Because primary liver cancer caused by viral Hepatitis tends to develop over the course of two to three decades, there are steps one can take to get screened for the infection and prevent it from advancing. One can lower their risk of developing liver cancer by embracing such healthy lifestyle measures as regular exercise, controlling weight and eating a healthy diet with limited amounts of alcohol. Furthermore, it is also important to avoid infection with the Hepatitis-B and C viruses. Vaccines for Hepatitis-B are available for children and adults. However, if one has chronic Hepatitis-B, they might be a candidate for antiviral therapy, which can considerably slow down the progression of liver disease and decrease (although not fully eliminate) the risk of liver cancer. While there is no vaccine for Hepatitis-C, the right treatment can eliminate the virus in most people.
Other liver cancer risk factors
In addition to infection with chronic Hepatitis-B and C, the following main conditions increase the risk of developing liver cancer.
>>Non-alcoholic fatty liver disease: This disease causes triglycerides (fats) to gather in the liver, which can lead to its damage. It commonly occurs in overweight/obese individuals or who have type-2 diabetes or a metabolic syndrome characterized by high blood sugar, extra body fat around the waist and abnormal cholesterol levels.

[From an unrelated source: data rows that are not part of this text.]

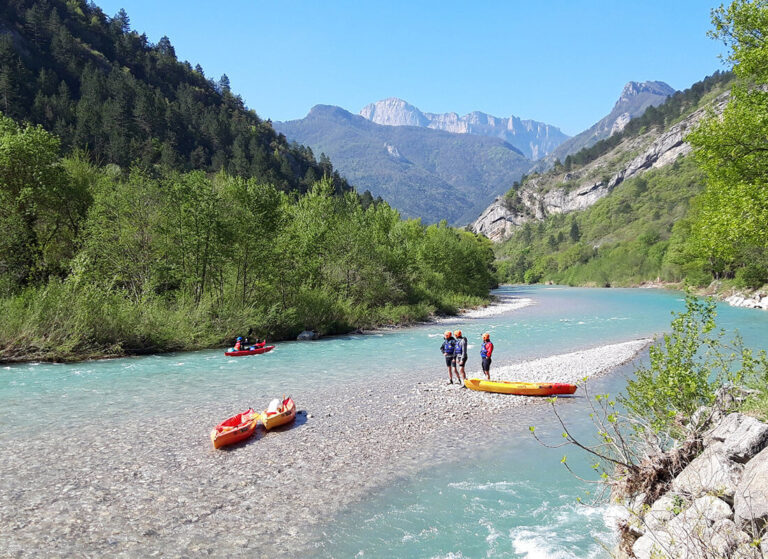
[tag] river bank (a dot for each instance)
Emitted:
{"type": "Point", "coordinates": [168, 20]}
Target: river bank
{"type": "Point", "coordinates": [23, 348]}
{"type": "Point", "coordinates": [135, 490]}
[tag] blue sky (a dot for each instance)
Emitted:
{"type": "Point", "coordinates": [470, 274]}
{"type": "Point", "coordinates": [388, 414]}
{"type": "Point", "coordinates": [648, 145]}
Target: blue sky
{"type": "Point", "coordinates": [559, 62]}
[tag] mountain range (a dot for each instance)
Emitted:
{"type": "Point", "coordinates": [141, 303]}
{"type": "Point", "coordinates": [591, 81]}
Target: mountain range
{"type": "Point", "coordinates": [534, 139]}
{"type": "Point", "coordinates": [443, 166]}
{"type": "Point", "coordinates": [635, 98]}
{"type": "Point", "coordinates": [422, 172]}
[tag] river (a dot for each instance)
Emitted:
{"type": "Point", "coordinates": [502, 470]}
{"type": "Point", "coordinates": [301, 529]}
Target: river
{"type": "Point", "coordinates": [499, 494]}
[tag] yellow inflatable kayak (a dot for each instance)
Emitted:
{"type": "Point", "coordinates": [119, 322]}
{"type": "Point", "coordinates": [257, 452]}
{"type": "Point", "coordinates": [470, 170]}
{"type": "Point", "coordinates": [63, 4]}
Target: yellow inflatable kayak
{"type": "Point", "coordinates": [520, 388]}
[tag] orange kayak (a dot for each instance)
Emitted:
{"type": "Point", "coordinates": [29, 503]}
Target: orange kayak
{"type": "Point", "coordinates": [235, 429]}
{"type": "Point", "coordinates": [520, 388]}
{"type": "Point", "coordinates": [278, 414]}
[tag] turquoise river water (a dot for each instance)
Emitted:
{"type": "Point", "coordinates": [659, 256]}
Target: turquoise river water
{"type": "Point", "coordinates": [504, 497]}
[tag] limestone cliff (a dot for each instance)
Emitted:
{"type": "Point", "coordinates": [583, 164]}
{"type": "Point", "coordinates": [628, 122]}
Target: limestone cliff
{"type": "Point", "coordinates": [635, 98]}
{"type": "Point", "coordinates": [534, 139]}
{"type": "Point", "coordinates": [552, 193]}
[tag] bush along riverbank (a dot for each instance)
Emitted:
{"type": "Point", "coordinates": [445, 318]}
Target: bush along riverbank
{"type": "Point", "coordinates": [717, 505]}
{"type": "Point", "coordinates": [683, 449]}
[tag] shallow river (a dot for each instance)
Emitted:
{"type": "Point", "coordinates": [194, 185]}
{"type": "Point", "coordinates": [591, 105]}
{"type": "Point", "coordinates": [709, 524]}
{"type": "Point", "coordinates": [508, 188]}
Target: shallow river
{"type": "Point", "coordinates": [501, 495]}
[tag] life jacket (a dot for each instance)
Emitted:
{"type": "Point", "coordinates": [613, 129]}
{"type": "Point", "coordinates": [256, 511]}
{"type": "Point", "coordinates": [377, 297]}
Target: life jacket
{"type": "Point", "coordinates": [458, 349]}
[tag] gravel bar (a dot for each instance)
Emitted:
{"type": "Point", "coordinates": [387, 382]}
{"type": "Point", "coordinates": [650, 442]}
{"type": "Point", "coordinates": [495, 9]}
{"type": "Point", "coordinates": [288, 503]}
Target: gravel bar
{"type": "Point", "coordinates": [161, 490]}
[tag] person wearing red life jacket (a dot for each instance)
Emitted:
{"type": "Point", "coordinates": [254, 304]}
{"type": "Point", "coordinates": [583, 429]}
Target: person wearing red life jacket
{"type": "Point", "coordinates": [485, 353]}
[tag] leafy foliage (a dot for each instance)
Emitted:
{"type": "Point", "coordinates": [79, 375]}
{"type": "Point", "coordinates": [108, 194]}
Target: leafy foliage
{"type": "Point", "coordinates": [105, 261]}
{"type": "Point", "coordinates": [729, 228]}
{"type": "Point", "coordinates": [687, 368]}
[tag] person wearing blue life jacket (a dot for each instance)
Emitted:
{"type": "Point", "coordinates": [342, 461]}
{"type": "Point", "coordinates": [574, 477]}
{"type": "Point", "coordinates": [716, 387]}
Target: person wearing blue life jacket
{"type": "Point", "coordinates": [486, 349]}
{"type": "Point", "coordinates": [460, 357]}
{"type": "Point", "coordinates": [448, 348]}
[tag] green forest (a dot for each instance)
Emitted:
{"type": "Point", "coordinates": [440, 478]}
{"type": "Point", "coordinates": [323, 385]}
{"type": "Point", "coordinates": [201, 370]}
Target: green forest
{"type": "Point", "coordinates": [146, 209]}
{"type": "Point", "coordinates": [700, 220]}
{"type": "Point", "coordinates": [105, 89]}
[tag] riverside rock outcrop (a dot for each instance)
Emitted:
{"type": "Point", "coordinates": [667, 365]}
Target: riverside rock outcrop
{"type": "Point", "coordinates": [757, 300]}
{"type": "Point", "coordinates": [544, 195]}
{"type": "Point", "coordinates": [717, 506]}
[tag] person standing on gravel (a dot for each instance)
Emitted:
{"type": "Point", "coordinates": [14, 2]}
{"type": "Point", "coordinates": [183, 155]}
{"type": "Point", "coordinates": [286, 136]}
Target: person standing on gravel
{"type": "Point", "coordinates": [460, 352]}
{"type": "Point", "coordinates": [485, 352]}
{"type": "Point", "coordinates": [448, 348]}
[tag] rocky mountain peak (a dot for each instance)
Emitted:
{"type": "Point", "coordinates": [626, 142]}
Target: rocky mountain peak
{"type": "Point", "coordinates": [533, 139]}
{"type": "Point", "coordinates": [633, 90]}
{"type": "Point", "coordinates": [394, 112]}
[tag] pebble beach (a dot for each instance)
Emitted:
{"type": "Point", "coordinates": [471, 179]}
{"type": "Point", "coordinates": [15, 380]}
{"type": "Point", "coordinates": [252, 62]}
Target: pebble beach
{"type": "Point", "coordinates": [135, 490]}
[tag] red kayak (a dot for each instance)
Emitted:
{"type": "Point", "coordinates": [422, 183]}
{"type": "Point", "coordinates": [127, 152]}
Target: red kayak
{"type": "Point", "coordinates": [235, 429]}
{"type": "Point", "coordinates": [254, 351]}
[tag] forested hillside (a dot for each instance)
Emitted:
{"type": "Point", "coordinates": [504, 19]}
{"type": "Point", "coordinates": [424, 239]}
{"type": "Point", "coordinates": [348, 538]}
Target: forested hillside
{"type": "Point", "coordinates": [145, 209]}
{"type": "Point", "coordinates": [104, 88]}
{"type": "Point", "coordinates": [422, 172]}
{"type": "Point", "coordinates": [98, 261]}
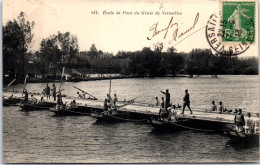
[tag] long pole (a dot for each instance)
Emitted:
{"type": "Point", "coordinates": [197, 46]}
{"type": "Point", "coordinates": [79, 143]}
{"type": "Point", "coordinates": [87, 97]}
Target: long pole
{"type": "Point", "coordinates": [63, 69]}
{"type": "Point", "coordinates": [24, 83]}
{"type": "Point", "coordinates": [10, 83]}
{"type": "Point", "coordinates": [85, 92]}
{"type": "Point", "coordinates": [110, 86]}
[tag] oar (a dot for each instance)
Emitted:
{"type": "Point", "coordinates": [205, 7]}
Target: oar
{"type": "Point", "coordinates": [10, 83]}
{"type": "Point", "coordinates": [23, 87]}
{"type": "Point", "coordinates": [85, 92]}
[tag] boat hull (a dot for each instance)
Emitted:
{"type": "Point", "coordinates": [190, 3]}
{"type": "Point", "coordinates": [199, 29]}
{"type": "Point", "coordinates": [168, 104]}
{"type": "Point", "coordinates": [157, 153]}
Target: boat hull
{"type": "Point", "coordinates": [38, 106]}
{"type": "Point", "coordinates": [79, 111]}
{"type": "Point", "coordinates": [117, 117]}
{"type": "Point", "coordinates": [242, 138]}
{"type": "Point", "coordinates": [11, 102]}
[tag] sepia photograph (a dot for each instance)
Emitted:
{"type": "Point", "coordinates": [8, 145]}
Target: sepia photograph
{"type": "Point", "coordinates": [127, 81]}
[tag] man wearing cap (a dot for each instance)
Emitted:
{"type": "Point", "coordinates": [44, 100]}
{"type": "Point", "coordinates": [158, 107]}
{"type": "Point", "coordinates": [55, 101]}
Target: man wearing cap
{"type": "Point", "coordinates": [186, 101]}
{"type": "Point", "coordinates": [239, 121]}
{"type": "Point", "coordinates": [168, 98]}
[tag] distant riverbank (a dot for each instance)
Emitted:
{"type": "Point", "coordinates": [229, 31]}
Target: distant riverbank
{"type": "Point", "coordinates": [93, 78]}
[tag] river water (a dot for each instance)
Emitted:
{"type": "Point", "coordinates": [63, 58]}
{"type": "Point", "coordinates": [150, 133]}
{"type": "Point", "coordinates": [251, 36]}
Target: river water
{"type": "Point", "coordinates": [38, 137]}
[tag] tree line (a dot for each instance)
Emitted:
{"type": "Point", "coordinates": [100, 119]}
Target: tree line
{"type": "Point", "coordinates": [62, 49]}
{"type": "Point", "coordinates": [154, 63]}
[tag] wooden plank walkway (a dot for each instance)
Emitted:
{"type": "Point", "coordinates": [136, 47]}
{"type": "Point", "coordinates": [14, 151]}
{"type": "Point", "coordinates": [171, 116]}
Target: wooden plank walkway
{"type": "Point", "coordinates": [143, 109]}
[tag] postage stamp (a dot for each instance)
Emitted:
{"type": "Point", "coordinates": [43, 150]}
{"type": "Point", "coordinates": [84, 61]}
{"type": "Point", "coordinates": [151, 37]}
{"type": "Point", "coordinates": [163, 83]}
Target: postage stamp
{"type": "Point", "coordinates": [238, 20]}
{"type": "Point", "coordinates": [232, 30]}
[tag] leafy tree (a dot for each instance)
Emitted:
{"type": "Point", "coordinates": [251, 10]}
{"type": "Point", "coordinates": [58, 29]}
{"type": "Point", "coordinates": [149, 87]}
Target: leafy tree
{"type": "Point", "coordinates": [58, 50]}
{"type": "Point", "coordinates": [93, 51]}
{"type": "Point", "coordinates": [17, 37]}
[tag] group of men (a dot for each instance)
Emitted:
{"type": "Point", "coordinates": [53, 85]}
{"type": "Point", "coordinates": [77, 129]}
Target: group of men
{"type": "Point", "coordinates": [110, 102]}
{"type": "Point", "coordinates": [246, 124]}
{"type": "Point", "coordinates": [214, 107]}
{"type": "Point", "coordinates": [47, 92]}
{"type": "Point", "coordinates": [166, 105]}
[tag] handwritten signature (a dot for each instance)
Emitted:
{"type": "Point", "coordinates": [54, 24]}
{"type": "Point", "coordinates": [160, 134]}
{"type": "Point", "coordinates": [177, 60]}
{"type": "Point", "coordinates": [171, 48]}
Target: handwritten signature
{"type": "Point", "coordinates": [174, 26]}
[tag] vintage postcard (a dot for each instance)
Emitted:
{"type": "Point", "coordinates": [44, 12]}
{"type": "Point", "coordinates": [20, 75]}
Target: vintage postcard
{"type": "Point", "coordinates": [160, 81]}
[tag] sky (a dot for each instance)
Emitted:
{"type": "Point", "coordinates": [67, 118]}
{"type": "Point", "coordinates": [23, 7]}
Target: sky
{"type": "Point", "coordinates": [117, 32]}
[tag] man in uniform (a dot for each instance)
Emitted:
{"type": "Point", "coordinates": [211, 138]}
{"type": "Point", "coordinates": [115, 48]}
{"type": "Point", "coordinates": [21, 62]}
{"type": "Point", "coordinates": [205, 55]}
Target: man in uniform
{"type": "Point", "coordinates": [168, 98]}
{"type": "Point", "coordinates": [186, 101]}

With obesity on the rise, this has increasingly emerged as a risk factor for liver cancer.
>>Cirrhosis of the liver made worse by alcohol use: Alcohol consumption significantly increases the risk of cancer in individuals infected with the Hepatitis-B or C virus and hence it is important to avoid drinking if one has viral Hepatitis.
>>Exposure to arsenic: This naturally-occurring substance is sometimes found in drinking water. It is also a part of vinyl chloride, a chemical used in making certain plastics that can increase one’s risk of liver cancer.
Armed with this information, we hope that you become more aware about these cancers and also play an active role in your community/society to raise awareness and help thwart the occurrence of an ailment that is easily preventable.